Re: blk-mq: improvement CPU hotplug (simplified version) v4

Bart Van Assche <bvanassche@xxxxxxx> · Wed, 27 May 2020 13:07:15 -0700

On 2020-05-27 11:06, Christoph Hellwig wrote:
> this series ensures I/O is quiesced before a cpu and thus the managed
> interrupt handler is shut down.
> 
> This patchset tries to address the issue by the following approach:
> 
>  - before the last cpu in hctx->cpumask is going to offline, mark this
>    hctx as inactive
> 
>  - disable preempt during allocating tag for request, and after tag is
>    allocated, check if this hctx is inactive. If yes, give up the
>    allocation and try remote allocation from online CPUs
> 
>  - before hctx becomes inactive, drain all allocated requests on this
>    hctx
> 
> The guts of the changes are from Ming Lei, I just did a bunch of prep
> cleanups so that they can fit in more nicely.  The series also depends
> on my "avoid a few q_usage_counter roundtrips v3" series.
> 
> Thanks John Garry for running lots of tests on arm64 with this previous
> version patches and co-working on investigating all kinds of issues.

Hi Christoph,

Thanks for having prepared and posted this new patch series. After v3
was posted and before v4 was posted I had a closer look at the IRQ core.
My conclusions (which may be incorrect) are as follows:
* The only function that sets the 'is_managed' member of struct
  irq_affinity_desc to 1 is irq_create_affinity_masks().
* There are two ways to cause that function to be called: setting the
  PCI_IRQ_AFFINITY flag when calling pci_alloc_irq_vectors_affinity() or
  passing the 'affd' argument. pci_alloc_irq_vectors() calls
  pci_alloc_irq_vectors_affinity().
* The following drivers pass an affinity domain argument when allocating
  interrupts: virtio_blk, nvme, be2iscsi, csiostor, hisi_sas, megaraid,
  mpt3sas, qla2xxx, virtio_scsi.
* The following drivers set the PCI_IRQ_AFFINITY flag but do not pass an
  affinity domain: aacraid, hpsa, lpfc, smartqpi, virtio_pci_common.

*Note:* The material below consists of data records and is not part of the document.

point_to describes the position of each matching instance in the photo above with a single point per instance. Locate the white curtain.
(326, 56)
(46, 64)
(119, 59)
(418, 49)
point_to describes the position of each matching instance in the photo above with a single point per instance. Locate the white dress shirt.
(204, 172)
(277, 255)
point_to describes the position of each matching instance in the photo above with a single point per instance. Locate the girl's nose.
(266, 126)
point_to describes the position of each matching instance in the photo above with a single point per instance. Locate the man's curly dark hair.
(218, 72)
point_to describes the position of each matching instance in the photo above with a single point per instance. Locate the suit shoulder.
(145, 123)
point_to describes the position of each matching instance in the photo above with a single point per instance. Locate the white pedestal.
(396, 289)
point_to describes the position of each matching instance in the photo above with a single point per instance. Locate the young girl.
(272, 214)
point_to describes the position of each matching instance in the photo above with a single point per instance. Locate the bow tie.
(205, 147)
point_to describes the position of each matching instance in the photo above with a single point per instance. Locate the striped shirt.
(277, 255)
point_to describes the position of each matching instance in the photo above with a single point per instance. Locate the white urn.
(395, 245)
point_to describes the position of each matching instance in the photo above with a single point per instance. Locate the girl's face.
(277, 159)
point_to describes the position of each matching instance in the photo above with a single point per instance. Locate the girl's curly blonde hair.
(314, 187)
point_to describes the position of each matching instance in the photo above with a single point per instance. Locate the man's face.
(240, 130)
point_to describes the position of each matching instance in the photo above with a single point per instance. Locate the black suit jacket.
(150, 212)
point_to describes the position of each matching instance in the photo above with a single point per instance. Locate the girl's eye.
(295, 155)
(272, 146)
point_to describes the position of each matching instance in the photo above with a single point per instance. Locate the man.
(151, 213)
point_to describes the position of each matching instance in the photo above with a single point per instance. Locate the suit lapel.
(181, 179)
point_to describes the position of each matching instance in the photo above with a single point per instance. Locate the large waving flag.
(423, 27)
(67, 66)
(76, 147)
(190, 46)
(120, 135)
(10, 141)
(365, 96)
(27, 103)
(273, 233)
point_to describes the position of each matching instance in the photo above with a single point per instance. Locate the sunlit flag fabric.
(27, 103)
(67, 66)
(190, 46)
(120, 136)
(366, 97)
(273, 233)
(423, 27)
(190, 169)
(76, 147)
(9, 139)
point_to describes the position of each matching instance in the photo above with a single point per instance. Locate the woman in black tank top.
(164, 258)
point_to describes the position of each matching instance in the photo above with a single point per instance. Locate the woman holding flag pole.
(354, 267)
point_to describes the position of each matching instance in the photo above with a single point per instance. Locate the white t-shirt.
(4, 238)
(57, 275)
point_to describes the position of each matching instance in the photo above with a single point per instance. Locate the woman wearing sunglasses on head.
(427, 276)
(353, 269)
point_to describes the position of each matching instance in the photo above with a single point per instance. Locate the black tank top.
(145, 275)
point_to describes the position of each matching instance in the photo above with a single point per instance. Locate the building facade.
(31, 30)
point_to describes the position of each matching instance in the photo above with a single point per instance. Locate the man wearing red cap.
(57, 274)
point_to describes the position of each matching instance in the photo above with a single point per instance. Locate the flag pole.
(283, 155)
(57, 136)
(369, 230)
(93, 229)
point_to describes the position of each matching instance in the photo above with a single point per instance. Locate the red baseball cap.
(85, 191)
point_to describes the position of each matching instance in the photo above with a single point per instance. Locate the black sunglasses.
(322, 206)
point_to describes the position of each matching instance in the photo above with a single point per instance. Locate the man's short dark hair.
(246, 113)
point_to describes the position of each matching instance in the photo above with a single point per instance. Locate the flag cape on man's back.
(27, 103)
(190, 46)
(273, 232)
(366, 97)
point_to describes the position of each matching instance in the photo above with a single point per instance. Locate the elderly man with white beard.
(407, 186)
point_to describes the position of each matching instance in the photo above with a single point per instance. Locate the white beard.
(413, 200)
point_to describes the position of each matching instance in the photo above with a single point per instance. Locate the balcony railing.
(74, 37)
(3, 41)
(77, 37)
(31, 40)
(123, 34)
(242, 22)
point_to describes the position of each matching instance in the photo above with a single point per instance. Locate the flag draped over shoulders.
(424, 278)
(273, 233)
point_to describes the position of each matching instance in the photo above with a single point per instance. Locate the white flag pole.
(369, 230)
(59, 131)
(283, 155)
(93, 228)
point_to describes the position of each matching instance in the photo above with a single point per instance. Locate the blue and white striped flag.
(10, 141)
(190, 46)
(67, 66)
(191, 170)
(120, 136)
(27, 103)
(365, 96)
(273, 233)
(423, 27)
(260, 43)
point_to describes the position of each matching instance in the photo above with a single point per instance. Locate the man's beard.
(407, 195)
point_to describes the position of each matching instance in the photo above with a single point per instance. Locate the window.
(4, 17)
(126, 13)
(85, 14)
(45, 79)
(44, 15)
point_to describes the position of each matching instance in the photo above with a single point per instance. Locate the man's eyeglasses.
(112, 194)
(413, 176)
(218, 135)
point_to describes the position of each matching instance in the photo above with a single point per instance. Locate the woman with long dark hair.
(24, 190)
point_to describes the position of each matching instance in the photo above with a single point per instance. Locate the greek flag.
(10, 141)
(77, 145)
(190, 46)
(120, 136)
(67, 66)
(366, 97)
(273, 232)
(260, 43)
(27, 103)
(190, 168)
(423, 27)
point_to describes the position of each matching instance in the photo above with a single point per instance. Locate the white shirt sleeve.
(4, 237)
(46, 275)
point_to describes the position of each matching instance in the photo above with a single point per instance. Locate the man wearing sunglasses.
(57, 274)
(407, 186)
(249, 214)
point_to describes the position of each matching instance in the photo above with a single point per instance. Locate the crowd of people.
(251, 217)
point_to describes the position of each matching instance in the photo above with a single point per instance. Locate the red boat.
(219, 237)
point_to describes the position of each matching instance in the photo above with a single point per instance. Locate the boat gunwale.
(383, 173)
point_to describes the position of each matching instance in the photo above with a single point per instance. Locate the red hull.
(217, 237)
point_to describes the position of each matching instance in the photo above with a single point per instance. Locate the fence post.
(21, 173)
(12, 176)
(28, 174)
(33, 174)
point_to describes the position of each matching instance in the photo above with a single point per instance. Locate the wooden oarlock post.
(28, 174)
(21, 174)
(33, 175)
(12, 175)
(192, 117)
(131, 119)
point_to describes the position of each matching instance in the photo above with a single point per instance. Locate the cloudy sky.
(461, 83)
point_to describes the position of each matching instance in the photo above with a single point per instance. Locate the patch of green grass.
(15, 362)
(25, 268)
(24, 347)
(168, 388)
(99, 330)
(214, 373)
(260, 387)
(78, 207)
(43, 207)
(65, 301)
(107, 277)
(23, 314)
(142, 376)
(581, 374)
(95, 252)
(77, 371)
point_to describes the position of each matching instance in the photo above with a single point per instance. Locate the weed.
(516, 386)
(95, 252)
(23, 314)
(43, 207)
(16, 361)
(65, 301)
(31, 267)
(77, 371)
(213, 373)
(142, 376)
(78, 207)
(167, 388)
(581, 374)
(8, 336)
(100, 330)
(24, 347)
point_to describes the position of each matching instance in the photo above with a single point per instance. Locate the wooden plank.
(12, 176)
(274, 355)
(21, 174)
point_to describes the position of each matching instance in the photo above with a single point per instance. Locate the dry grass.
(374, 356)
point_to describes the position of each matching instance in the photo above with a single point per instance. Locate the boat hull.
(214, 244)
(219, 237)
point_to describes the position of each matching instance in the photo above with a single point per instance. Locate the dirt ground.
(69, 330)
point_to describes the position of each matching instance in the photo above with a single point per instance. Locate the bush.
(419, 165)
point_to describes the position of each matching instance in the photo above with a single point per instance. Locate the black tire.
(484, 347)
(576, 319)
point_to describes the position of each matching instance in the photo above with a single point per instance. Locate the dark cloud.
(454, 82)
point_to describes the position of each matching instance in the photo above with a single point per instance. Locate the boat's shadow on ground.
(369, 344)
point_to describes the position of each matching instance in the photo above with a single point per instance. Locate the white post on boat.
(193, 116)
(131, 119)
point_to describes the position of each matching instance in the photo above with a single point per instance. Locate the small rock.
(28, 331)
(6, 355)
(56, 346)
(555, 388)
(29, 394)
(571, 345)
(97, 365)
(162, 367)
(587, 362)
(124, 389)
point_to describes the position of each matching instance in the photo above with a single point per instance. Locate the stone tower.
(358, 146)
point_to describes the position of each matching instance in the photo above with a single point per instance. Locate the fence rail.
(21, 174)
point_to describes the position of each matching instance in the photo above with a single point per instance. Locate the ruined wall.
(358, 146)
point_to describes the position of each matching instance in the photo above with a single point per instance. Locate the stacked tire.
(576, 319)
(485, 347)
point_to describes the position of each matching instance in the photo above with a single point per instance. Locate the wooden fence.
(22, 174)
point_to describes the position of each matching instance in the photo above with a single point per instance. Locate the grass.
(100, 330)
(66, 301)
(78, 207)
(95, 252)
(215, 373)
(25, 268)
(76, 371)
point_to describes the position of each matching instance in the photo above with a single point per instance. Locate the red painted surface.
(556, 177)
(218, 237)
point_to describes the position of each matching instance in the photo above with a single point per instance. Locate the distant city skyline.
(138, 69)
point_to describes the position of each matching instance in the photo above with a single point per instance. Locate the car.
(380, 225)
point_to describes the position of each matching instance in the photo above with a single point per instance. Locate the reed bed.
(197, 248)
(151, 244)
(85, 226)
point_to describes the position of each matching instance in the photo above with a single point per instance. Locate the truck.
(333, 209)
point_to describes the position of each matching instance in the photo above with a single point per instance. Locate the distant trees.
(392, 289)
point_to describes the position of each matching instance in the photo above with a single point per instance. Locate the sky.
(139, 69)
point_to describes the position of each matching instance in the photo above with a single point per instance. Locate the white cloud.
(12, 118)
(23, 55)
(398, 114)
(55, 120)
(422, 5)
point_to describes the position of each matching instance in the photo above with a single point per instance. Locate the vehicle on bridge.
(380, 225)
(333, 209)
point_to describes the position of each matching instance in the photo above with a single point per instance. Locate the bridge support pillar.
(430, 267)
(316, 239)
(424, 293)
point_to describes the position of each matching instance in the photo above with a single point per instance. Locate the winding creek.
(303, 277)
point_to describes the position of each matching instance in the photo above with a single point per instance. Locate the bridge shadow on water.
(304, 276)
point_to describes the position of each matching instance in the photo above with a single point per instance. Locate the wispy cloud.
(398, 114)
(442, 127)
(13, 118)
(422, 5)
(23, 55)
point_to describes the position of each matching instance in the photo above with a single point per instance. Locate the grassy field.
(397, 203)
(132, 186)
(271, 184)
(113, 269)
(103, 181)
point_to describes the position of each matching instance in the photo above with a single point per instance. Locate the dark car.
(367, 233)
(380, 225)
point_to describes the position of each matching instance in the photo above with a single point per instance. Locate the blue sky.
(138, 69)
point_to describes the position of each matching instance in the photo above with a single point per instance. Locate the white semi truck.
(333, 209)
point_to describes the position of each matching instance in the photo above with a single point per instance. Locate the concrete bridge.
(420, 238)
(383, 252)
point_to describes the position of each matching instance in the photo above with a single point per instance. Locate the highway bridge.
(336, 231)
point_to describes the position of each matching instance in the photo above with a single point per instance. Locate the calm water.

What is not clear to me is why managed interrupts are shut down if the
last CPU in their affinity mask is shut down? Has it been considered to
modify the IRQ core such that managed PCIe interrupts are assigned to
another CPU if the last CPU in their affinity mask is shut down? Would
that make it unnecessary to drain hardware queues during CPU
hotplugging? Or is there perhaps something in the PCI or PCIe
specifications or in one of the architectures supported by Linux that
prevents doing this?

Is this the commit that introduced shutdown of managed interrupts:
c5cb83bb337c ("genirq/cpuhotplug: Handle managed IRQs on CPU hotplug")?

Some of my knowledge about non-managed and managed interrupts comes from
https://lore.kernel.org/lkml/alpine.DEB.2.20.1710162106400.2037@nanos/

Thanks,

Bart.